Frontiers in Social Science features new research in the flagship journals of the Social Science Research Council’s founding disciplinary associations. Every month we publish a new selection of articles from the most recent issues of these journals, marking the rapid advance of the frontiers of social and behavioral science.
An article explores the link between culturally relevant education in schools with promotive and resilient outcomes among adolescents irrespective of their own race.
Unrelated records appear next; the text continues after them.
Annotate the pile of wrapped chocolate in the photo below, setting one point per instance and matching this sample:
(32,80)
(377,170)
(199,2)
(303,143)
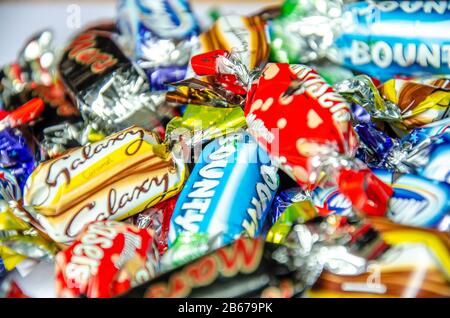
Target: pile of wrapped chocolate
(302,151)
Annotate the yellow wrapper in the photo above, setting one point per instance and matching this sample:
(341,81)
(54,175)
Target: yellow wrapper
(19,240)
(300,212)
(202,123)
(416,265)
(112,179)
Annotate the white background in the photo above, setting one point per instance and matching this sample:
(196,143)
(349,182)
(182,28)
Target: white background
(20,19)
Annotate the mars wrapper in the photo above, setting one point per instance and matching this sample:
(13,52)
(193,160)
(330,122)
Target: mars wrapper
(111,179)
(107,259)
Since September 2020, a total of 206 local and state government entities across 43 states have adopted 301 measures, such as policies and resolutions, to prohibit teaching, curricula, and trainings about racism and critical race theory in K–12 education. Recent executive orders, including Executive Order No. 14190, have extended these measures at the federal level and originated from concerns that Black Lives Matter protests in 2020 seeded animosity and blame toward White youth for structural racism. These policies present challenges for culturally relevant education, which uses students’ customs and lived experiences to improve classroom instruction and foster their critical consciousness. This opposition to critical race theory and culturally relevant education underscores the need to review and synthesize existing research on how different forms of school-based racial/ethnic socialization affect adolescent development. We present an integrative framework describing the cognitive, biological, and psychosocial mechanisms linking school racial/ethnic socialization with promotive and resilient outcomes among adolescents irrespective of their own race/ethnicity. School racial/ethnic socialization facilitates adolescents’ identity development to understand and make meaning of their race/ethnicity, improves intergroup relationships, and supports their ongoing neurodevelopment that promotes executive functions. These interactions among mind, body, and context provide a comprehensive perspective on the multiple micro- and macropathways underlying the antecedents and consequences of school racial/ethnic socialization. This synthesis of multiple interrelated ecological processes provides concrete directions for future research and supports evidence-based arguments against educational policies that restrict racial/ethnic socialization in K–12 settings, as these restrictions may perpetuate existing racial/ethnic inequities in schools.
An article uses qualitative data from elite independent pre-K–12 schools to find that admissions processes are structured to exclude applicants at risk of disabilities.
Historically, elite schools have selected students in ways that reproduce advantages for dominant groups and exclude groups deemed undesirable. The specific outgroup in question has changed over time, but the underlying logic used to exclude these groups is often related to disability. Yet, disability as a social category has received minimal attention in discussions of elite reproduction. In this article, we draw on qualitative data collected from elite independent pre-K–12 schools to show that disability is indeed a salient basis of selection into elite educational environments, one that begins at the earliest moments of educational sorting: admission to elite early childhood programs. Through interviews with admissions personnel, we show that elite independent schools explicitly structure their admissions processes to identify—and exclude—children who are perceived as having or being at risk of developing any type of disability, regardless of impairment type or support needs. We argue that admissions practices at elite independent schools (1) serve as a form of social closure intended to restrict enrollment to young children perceived as able-bodied and neurotypical, and (2) represent a case of essentializing merit, in which elite gatekeepers construct merit as an intrinsic, rather than achieved, property of individuals.